Fat Camps — Why Wellspring is NOT a Fat Camp
While our campers do lose a remarkable amount of weight at camp (in fact, the most ever reported by any weight loss camp), Wellspring should not be confused with the fat camps portrayed in popular culture.
Traditional "fat camps" for kids and teens are associated with:
- Strict food and calorie limits
- Weight loss during camp—but weight regain as soon as camp ends
- A camp culture that encourages campers to return year after year, without a focus on teaching campers to maintain weight loss on their own
Many children and young adults in the U.S. attend "fat camps". Over the summer, campers may lose weight at fat camps due to smaller portion sizes and increased activity. However, the campers do not gain any skills to continue success at home, often leading to rapid weight regain after camp ends, leaving overweight teens and young adults feeling helpless and like failures. Even the New York Times has reported on this phenomenon - over half of all fat camp attendees return the following summer.
To view an excerpt of this New York Times article by Abby Ellin, click here.
Fat Camps DO NOT Focus on Changing Behaviors
The difference between fat camps and a comprehensive weight loss program like Wellspring is clear—Wellspring offers the long-term behavioral change missing at fat camps. Wellspring's focus on changing behavior over the long-term (rather than focusing only on short-term results, as fat camps do) results in the long-term weight loss that fat camps simply cannot replicate. Sports, activities and diet are all part of an overall clinical design to teach new behaviors and habits.

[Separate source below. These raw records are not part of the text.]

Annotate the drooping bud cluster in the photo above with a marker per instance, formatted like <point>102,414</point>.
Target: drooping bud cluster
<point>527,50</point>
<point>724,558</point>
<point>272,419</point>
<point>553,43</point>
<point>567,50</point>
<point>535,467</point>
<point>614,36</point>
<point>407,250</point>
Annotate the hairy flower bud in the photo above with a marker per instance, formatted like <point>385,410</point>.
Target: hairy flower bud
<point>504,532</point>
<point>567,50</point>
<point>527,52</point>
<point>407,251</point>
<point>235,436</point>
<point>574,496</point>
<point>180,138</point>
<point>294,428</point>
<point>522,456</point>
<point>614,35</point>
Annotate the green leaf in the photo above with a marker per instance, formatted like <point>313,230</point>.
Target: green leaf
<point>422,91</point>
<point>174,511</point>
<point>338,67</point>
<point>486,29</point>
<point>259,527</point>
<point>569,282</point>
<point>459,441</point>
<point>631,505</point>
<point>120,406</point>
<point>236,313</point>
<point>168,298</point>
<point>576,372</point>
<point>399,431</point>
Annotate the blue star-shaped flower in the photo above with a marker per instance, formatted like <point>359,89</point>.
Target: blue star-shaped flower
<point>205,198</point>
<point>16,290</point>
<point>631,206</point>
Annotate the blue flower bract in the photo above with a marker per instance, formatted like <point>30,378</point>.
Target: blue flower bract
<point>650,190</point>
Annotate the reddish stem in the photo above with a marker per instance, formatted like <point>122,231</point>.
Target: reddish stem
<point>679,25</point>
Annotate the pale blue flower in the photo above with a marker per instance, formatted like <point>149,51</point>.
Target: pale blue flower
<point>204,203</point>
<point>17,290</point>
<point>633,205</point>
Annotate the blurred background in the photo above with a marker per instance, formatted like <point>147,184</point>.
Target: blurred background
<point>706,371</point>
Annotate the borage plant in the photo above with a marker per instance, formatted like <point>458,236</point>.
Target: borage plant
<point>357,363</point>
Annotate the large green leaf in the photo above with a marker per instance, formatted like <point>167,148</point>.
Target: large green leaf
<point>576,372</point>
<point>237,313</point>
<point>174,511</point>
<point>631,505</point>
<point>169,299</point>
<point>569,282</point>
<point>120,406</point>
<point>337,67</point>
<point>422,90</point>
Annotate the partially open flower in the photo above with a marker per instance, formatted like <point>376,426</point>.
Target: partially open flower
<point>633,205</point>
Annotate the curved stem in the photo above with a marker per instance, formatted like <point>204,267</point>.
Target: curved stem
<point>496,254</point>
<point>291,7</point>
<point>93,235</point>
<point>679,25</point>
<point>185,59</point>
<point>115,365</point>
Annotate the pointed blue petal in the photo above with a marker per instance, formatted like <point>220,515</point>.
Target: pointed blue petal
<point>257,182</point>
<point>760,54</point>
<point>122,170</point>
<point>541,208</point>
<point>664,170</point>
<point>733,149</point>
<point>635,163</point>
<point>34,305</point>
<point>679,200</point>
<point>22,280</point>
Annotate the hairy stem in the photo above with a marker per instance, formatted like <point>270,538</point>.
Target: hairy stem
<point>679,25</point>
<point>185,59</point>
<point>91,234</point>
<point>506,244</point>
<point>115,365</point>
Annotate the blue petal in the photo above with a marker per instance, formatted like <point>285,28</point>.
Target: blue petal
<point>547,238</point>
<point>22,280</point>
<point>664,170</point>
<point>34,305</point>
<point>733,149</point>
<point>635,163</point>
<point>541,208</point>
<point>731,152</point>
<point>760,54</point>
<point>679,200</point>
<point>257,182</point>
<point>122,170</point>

Fat Camps ARE NOT Based on Scientific Research
Wellspring is a fitness and weight loss camp based on decades of scientific research. Our weight loss results are replicated year after year at each of our 11 program locations. While your child will undoubtedly lose weight at a fat camp, you should carefully consider the credentials and research involved in developing the program. Like most weight loss schemes, fat camps are set up as a business meant to keep consumers paying for weight loss every year. Long-term weight loss that can be sustained independently by the child is not taught at fat camps. The end result? Continued weight gain and additional stress and unhappiness for your child.
Fat Camps DO NOT Work
Unlike fat camps, Wellspring Camps WORK. At old-fashioned fat camps, campers lose weight over the summer, quickly gain much or all of it back over the fall and winter, and then land right back at the same fat camp next summer—and the next, and the next, and the next.
The alumni who do return for a second summer at Wellspring do so to strengthen their commitment to a healthy lifestyle, to play leadership roles at camp, and to act as mentors to other campers — NOT to re-lose the weight lost the previous summer. We want campers to learn to live a healthy lifestyle and share that knowledge and commitment with others, not spend summer after summer trying to lose the same weight all over again.
Fat Camps DO NOT Provide Continuing Care
Weight loss is hard work, making it unlikely that a child's behavior will change completely over the course of a summer. Fat camps leave campers feeling great about their summer weight loss, then send them home without the support and guidance that helped them find success at camp.
At Wellspring, we provide a comprehensive, year-long Continuing Care Program, that provides campers ongoing support from the same behavioral coach they worked with at camp for the full year after camp ends. In addition, we teach families the most effective ways to support their camper's weight loss at Family Workshops.
Considering a Fat Camp or Weight Loss Camp?
If you're thinking about weight loss camp this summer, ask these questions to make sure it is more than just a fat camp:
- What was last year's average weekly weight loss at camp? Are results published or presented at scientific conferences?
- What are the camp's long-term results? What percentage of campers maintain or continue weight loss at home?
- Who designed the weight loss program? What are their credentials? Is the program design scientifically based, or is it a diet camp or fat camp?
- Is counseling or behavior modification offered as an integrated part of the program? By credentialed therapists?
- If so, do the therapists work full time at the camp during the summer? Does each camper have an individual therapist assigned to him or her? Do therapists continue to work with campers after campers return home?
- How are families involved?
- How many campers return each year? Did they regain weight?
- How large is the Camp? Is it a manageable size where the Camp Director knows each and every camper?
- Can we talk to several families of campers who have maintained or continued weight loss from last summer?
- Does the camp demonstrate improvements in self-esteem and overall well-being?